8 Gedanken zu „Es geht weiter. Sicher.“

  1. Hallo Markus,
    sehr interessant finde ich deinen Gedanken zur „Unwählbarkeit“ im letzten Absatz. Wäre es nicht gar möglich anhand der geltenden Wahlgesetzte sogar entsprechende Parteien die den festen Boden des Grundgesetzes verlassen von den Wahllisten zu streichen?…………..mmmmmh

  2. Das Problem zwischen „guter“ Zensur (zu der ich besagte Kinderpornographie-Aktion jetzt mal rechnen würde) und „böser“ Zensur ist ja immer: Wo hört das eine auf und fängt das andere an? Und wer entscheidet das? Wer legt die Kriterien fest?

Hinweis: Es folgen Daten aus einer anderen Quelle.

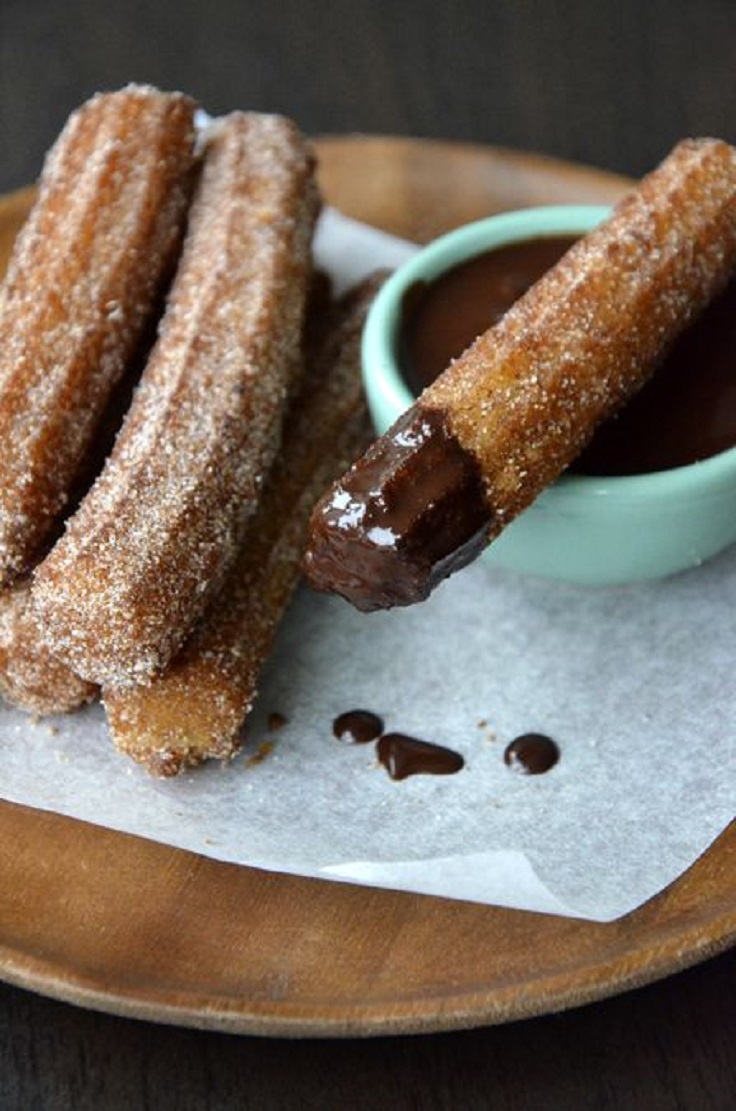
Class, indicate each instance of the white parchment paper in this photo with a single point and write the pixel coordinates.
(634, 682)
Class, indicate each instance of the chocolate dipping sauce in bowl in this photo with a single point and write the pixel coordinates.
(655, 490)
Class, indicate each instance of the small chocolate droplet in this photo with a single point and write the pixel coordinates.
(407, 756)
(531, 753)
(358, 727)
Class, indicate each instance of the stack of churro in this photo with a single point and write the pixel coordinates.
(162, 581)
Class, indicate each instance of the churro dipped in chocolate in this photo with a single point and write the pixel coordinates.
(194, 710)
(519, 404)
(30, 677)
(87, 273)
(155, 536)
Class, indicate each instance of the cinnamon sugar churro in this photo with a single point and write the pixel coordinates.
(153, 538)
(194, 710)
(510, 413)
(85, 277)
(30, 677)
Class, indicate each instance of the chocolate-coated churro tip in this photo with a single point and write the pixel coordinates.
(407, 514)
(507, 417)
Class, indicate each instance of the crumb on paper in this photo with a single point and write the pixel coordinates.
(261, 752)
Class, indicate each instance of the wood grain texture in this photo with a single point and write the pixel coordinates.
(133, 928)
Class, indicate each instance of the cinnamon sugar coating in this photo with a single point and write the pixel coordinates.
(194, 710)
(86, 274)
(527, 396)
(155, 536)
(30, 677)
(507, 417)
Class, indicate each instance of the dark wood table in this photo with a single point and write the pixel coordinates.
(610, 83)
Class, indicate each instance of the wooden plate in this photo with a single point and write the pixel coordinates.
(127, 926)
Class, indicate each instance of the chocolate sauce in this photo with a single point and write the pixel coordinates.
(656, 429)
(531, 753)
(407, 514)
(358, 727)
(406, 756)
(443, 318)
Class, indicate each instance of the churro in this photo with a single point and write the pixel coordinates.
(30, 677)
(153, 538)
(86, 274)
(195, 709)
(510, 413)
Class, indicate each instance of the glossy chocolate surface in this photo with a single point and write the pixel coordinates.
(407, 514)
(405, 756)
(684, 413)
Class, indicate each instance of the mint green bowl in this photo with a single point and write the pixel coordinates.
(582, 529)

    1. Ich finde, es gibt keine gute Zensur. Es gibt entweder ein rechtstaatliches Verfahren, oder programmierte Willkür. Und zur Zeit haben wir letzteres.

      Wir sind ganz sicher völlig einer Meinung: Kinderpornographie (und rechtsradikale Gedanken, etc.) gehören verfolgt und verboten. Aber nicht durch halbherzige Zensur, sondern durch konsequente Strafverfolgung und Abschaltung im Netz. Durch juristisch einwandfreie Mittel.

      1. Markus wieso darf nicht jeder hier ungeprüft bloggen? Hier findet also eine positive Zensur statt, damit wir von Schrott und Co verschont bleiben! Danke dafür!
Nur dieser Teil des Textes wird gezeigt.